Part 1 - Introduction
Part 2 - Learn 82.7% of Assembly Language in About Three Pages
Part 3 - The World Inside a USR() Routine
Part 4 - Implement DPEEK()
Part 5 - Implement DPOKE
Part 6 - Various Bit Manipulations
Part 7 - Convert Integer to Hex String
Part 8 - Convert Integer to Bit String
Part 9 - Memory Copy
Part 10 - Binary File I/O Part 1 (XIO is Broken)
Part 11 - Binary File I/O Part 2 (XIO is Broken)
A number of features on the Atari benefit from fast memory copies. High speed data copying provides convenience to the user by reducing wait times for actions that would use slow, time-consuming BASIC loops. Copying a character set (1024 bytes) is a good example. High speed memory moves also enable use of Atari features that are not otherwise possible due to BASIC's speed. For example, vertical movement and animation of Player/Missile graphics in BASIC is not realistic, but a memory move function makes P/M graphics animation practical in an Atari BASIC program.

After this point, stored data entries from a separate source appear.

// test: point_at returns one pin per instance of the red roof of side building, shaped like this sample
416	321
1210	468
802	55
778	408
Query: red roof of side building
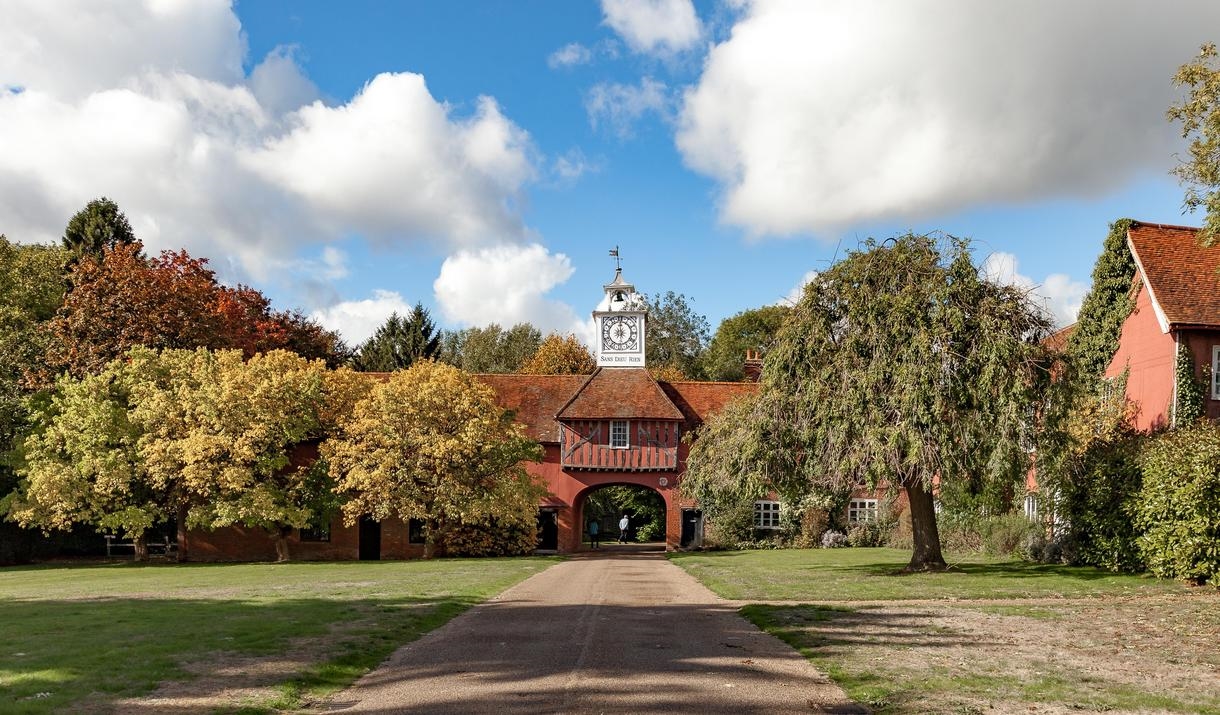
534	399
700	400
1182	277
620	393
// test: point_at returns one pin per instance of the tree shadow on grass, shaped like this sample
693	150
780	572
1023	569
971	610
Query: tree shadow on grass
92	654
62	654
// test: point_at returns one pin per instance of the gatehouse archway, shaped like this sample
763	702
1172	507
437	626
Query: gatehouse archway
609	505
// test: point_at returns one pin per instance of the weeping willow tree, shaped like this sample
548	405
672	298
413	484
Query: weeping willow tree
900	365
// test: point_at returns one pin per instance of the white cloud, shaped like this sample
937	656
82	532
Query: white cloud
798	291
654	27
572	165
73	48
393	164
147	103
818	115
358	320
279	83
1058	292
505	284
619	106
570	55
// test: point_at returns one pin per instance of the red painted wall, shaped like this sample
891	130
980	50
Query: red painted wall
1148	354
1202	343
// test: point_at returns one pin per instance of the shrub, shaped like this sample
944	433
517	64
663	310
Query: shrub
1177	506
731	526
1008	533
1097	499
833	539
495	538
649	531
814	521
866	533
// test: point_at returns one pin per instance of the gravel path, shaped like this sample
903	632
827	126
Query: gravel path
616	631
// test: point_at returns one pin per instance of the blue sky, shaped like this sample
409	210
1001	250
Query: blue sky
482	158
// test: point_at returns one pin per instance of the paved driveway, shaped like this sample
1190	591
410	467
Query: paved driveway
617	631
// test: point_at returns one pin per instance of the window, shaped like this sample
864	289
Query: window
1215	372
766	514
619	434
316	533
1031	506
861	510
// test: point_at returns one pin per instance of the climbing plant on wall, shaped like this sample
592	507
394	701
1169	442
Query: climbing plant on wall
1190	398
1108	304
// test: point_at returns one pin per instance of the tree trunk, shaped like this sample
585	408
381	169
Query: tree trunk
182	554
926	554
282	535
142	548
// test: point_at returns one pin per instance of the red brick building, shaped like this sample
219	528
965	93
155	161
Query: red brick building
617	426
1176	294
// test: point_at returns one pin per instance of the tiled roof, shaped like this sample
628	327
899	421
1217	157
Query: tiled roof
1181	276
620	393
536	399
699	400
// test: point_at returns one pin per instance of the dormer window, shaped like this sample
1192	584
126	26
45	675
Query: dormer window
1215	372
619	434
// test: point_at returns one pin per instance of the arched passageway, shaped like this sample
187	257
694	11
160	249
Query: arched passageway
621	513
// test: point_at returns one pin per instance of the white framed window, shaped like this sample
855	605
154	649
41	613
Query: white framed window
1215	372
766	514
619	434
861	510
1031	506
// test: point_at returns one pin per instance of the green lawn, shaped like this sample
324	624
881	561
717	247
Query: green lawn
832	575
991	635
88	635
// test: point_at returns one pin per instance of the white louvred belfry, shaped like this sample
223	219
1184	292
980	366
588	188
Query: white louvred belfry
621	319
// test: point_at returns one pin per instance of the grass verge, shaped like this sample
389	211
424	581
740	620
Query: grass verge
832	575
76	636
990	636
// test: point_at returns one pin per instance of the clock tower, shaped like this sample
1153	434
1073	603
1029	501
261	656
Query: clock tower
620	321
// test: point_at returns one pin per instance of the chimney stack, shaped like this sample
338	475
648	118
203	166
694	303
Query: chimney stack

Though Atari BASIC lacks a general purpose memory move there is a hack around this problem that exploits the way Atari BASIC manages strings. As simply as possible: A BASIC program may dig through the variable control structures and change the starting address of a string variable, effectively overlaying the string on any memory possible: screen memory, player/missile memory, color registers, character sets, hardware addresses, etc. String assignments then cause memory to be assigned or copied at near machine language speeds. The copy is done in ascending order and there is no consideration for source and destination memory (strings) that overlap. However, this string abuse method is a subject for an entirely different discussion and is not what will be done here.
The subject of memory moves on the 6502 includes many considerations and is the inspiration for numerous discussions, arguments, and holy wars between programmers around the subject of speed, efficiency, optimization, and the odors emanating from the grandmothers of those who disagree with one's obvious and indisputable common sense. In short, although copying from A to B seems like a simple subject, there are a many choices and different methods to arrange a 6502 algorithm to copy memory. Topics that make a difference in code:
- How many bytes are being copied? More or less than 128 bytes? More or less than 256 bytes? More or less than 32K bytes?
- Does the code need to consider whether or not the source and destination memory overlap?
- Should the memory be copied in ascending or descending order?
- Is speed important? Should loops be unrolled into explicit code?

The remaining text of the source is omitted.